To try this problem, specify the following command-line argument:

--parameters progsys.txt

Genetic Improvement of Regex Runtime Performance

An example of Genetic Improvement for software engineering is given for program improvement of Regular Expressions (regexs). The given examples improve existing regexes by seeding them into the population. The fitness function measures runtime and functionality of regexs.

The fitness function for the regex performance improvement problem has a number of sub-modules and programs which are used for generating test cases and for timing the execution of candidate programs. This is an exmaple of how a fitness function can be extended in PonyGE2 with customised modules and classes to perform complex tasks.

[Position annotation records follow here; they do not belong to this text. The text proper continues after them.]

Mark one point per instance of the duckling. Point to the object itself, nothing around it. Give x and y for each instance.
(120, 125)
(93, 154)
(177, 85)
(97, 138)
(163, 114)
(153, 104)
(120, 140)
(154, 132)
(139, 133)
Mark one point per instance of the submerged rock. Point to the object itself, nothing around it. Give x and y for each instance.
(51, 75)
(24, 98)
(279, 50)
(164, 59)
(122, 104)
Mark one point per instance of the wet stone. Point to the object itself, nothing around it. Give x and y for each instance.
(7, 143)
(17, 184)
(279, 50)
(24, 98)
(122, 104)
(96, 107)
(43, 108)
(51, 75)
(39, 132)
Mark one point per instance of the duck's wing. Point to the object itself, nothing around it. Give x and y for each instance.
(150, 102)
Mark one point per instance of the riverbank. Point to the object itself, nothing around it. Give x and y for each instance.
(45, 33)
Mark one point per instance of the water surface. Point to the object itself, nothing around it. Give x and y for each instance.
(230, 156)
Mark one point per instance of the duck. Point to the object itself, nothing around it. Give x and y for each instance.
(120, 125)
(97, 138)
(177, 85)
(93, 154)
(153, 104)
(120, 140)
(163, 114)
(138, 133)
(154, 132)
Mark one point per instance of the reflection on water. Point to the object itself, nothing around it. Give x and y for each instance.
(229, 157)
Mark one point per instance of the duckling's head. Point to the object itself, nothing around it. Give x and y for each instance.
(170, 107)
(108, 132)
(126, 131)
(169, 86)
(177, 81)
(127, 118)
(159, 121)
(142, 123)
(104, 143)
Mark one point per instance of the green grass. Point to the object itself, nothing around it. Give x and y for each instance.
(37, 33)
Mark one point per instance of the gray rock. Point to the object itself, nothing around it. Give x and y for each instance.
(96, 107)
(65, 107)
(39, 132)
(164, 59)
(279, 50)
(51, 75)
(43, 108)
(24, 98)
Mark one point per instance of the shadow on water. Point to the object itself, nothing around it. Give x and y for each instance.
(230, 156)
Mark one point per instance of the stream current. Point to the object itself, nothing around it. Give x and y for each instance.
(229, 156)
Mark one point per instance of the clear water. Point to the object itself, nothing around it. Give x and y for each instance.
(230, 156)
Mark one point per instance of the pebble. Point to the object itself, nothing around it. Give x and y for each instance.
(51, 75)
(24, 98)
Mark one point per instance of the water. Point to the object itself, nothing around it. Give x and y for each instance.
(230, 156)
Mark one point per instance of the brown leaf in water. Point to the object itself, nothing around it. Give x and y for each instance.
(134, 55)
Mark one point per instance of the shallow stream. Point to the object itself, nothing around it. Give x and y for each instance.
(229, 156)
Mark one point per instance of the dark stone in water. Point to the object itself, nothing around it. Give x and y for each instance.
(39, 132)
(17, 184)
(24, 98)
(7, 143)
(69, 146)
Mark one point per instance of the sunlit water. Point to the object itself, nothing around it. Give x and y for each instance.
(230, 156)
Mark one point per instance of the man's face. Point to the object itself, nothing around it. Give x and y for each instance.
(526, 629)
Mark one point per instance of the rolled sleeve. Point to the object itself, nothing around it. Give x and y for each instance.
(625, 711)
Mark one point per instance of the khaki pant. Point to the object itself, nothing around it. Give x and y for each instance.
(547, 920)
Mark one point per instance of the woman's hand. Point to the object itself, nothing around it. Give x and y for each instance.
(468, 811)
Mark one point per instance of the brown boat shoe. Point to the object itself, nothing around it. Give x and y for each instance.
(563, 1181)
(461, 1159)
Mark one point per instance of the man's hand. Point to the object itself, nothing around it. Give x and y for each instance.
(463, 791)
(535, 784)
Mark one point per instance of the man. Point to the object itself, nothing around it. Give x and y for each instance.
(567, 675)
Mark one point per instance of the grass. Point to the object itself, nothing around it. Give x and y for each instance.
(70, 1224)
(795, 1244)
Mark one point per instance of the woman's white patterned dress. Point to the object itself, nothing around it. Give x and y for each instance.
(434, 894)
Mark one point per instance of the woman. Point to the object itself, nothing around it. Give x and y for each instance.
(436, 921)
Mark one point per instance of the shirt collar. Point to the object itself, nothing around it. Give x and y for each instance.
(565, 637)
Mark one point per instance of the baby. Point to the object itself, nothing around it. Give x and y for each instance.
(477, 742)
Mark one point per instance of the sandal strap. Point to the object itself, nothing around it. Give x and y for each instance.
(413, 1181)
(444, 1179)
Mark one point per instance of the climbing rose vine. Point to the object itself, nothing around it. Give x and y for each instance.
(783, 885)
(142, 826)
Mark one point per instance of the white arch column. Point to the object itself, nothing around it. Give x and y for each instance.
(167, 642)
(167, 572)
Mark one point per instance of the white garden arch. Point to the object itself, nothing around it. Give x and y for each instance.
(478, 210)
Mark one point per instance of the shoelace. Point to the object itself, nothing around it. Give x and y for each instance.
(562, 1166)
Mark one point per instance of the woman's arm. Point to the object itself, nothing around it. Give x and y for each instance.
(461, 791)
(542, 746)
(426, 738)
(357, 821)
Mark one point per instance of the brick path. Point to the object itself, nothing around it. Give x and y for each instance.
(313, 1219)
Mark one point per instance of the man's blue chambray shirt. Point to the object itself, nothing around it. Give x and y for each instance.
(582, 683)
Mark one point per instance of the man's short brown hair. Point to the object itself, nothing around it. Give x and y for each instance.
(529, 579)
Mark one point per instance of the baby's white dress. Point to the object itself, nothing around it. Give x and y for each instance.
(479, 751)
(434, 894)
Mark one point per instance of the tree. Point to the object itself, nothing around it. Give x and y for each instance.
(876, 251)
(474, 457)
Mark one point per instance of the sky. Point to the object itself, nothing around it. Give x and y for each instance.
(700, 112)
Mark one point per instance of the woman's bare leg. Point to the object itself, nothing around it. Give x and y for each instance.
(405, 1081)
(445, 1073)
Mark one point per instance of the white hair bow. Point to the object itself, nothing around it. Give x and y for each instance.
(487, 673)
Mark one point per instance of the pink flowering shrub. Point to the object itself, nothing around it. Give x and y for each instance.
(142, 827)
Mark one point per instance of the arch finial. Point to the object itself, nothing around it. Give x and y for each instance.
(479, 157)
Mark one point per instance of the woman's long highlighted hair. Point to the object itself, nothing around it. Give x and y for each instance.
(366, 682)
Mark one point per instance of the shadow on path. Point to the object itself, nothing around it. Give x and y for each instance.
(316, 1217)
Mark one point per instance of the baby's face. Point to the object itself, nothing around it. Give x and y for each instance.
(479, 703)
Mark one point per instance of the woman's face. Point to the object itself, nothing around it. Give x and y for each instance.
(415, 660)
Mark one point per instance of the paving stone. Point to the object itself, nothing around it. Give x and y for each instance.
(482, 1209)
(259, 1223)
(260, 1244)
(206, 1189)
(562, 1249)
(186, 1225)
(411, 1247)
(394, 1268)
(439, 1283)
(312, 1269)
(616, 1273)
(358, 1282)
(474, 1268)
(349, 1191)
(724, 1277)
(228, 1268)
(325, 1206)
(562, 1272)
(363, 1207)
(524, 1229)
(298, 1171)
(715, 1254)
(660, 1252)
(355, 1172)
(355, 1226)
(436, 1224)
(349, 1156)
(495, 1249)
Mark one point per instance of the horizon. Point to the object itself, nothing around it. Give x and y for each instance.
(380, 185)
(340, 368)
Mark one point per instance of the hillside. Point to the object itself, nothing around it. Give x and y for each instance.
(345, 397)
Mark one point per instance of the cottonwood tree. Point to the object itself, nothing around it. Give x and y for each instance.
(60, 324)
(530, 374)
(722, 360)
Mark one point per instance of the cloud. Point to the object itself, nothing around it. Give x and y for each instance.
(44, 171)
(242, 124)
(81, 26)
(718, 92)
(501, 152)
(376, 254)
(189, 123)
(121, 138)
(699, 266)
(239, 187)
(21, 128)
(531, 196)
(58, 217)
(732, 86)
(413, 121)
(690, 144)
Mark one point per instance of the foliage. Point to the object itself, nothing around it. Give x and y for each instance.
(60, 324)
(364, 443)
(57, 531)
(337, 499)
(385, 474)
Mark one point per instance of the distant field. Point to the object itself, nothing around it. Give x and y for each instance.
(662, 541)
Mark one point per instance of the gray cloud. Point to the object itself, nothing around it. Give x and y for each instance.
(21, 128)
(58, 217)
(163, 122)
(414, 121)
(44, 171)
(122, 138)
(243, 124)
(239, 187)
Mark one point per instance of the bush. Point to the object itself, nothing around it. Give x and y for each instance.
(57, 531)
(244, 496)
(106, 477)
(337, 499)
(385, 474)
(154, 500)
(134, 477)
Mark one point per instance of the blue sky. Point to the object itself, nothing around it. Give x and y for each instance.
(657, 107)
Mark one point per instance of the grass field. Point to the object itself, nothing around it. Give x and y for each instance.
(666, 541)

To try this problem, specify the following command-line argument:

python scripts/seed_PonyGE2.py --parameters regex_improvement.txt

Adding New Problems

It has been made as simple as possible to add new problems to PonyGE. To add in a new problem, you will need:

a new grammar file specific to your problem,
a new fitness function (if you don't want to use a previously existing one), and
if you are doing supervised learning then you may also need to add some new datasets.

A template for new fitness functions is provided in fitness.base_ff_classes.ff_template. This template allows for new fitness functions to be easily and quickly created in an easily compatible and extensible manner.

NOTE that it may be beneficial to create a new parameters file for any new problem.

Editing Code to enable new problems

Finally, depending on the problem itself you may need to edit representation.individual.Individual.evaluate to fully integrate the new problem to PonyGE. individual.evaluate is where PonyGE specifies the inputs needed for fitness evaluation.

NOTE that it may not be necessary to edit individual.evaluate if you only pass in the individual to be evaluated, as the call argument for each fitness function only has one input by default.